Frequently Asked Questions

What is Webster's formula for optimal signal cycle length?
Webster's formula (1958) gives the optimal cycle length as C = (1.5L + 5) / (1 − Y), where L is the total lost time per cycle (typically 3–5 seconds per phase) and Y is the sum of the critical-lane volume-to-saturation-flow ratios. The formula minimises average delay per vehicle and remains the foundational method in traffic engineering worldwide.
Why is the Poisson distribution used to model vehicle arrivals?

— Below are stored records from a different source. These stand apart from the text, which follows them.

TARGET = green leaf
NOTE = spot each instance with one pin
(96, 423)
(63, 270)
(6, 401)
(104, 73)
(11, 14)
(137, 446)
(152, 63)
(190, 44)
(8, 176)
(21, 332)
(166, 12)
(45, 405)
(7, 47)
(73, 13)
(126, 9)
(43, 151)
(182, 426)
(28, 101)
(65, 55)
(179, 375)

Vehicle arrivals at an isolated intersection follow a Poisson process when traffic is light to moderate and vehicles arrive independently. The model gives the probability of exactly k arrivals in time t as P(k) = (λt)^k · e^(−λt) / k!. At high volumes or near upstream signals, arrivals cluster into platoons and a binomial or Erlang distribution is more accurate.
What is Level of Service (LOS) at a signalised intersection?
Level of Service is a letter grade A through F based on average control delay per vehicle (seconds). LOS A means delay under 10 seconds (excellent free flow); LOS F means delay over 80 seconds (capacity failure — queues grow without bound). The Highway Capacity Manual (HCM) defines the thresholds used by transport authorities worldwide.
How does adaptive signal control differ from fixed-time control?
Fixed-time control uses pre-calculated plans based on historical data. Adaptive systems such as SCOOT and SCATS use real-time detector data to continuously adjust cycle lengths, phase splits, and offsets. Research shows adaptive control reduces intersection delay by 10–25% on average compared with optimised fixed timing, with the greatest benefit during non-peak or incident-disrupted periods.
What is saturation flow rate and why does it matter?
Saturation flow rate (s) is the maximum discharge rate of a queue through a stop line during green, expressed in vehicles per hour of green (vphg). A standard ideal lane has s ≈ 1,900 vphg; lane width, heavy vehicles, turning movements, and pedestrian conflicts reduce this. The degree of saturation x = q / (s · g/C) tells engineers how close a lane is to capacity — x above 1.0 means the lane is over-capacity and the queue will grow every cycle.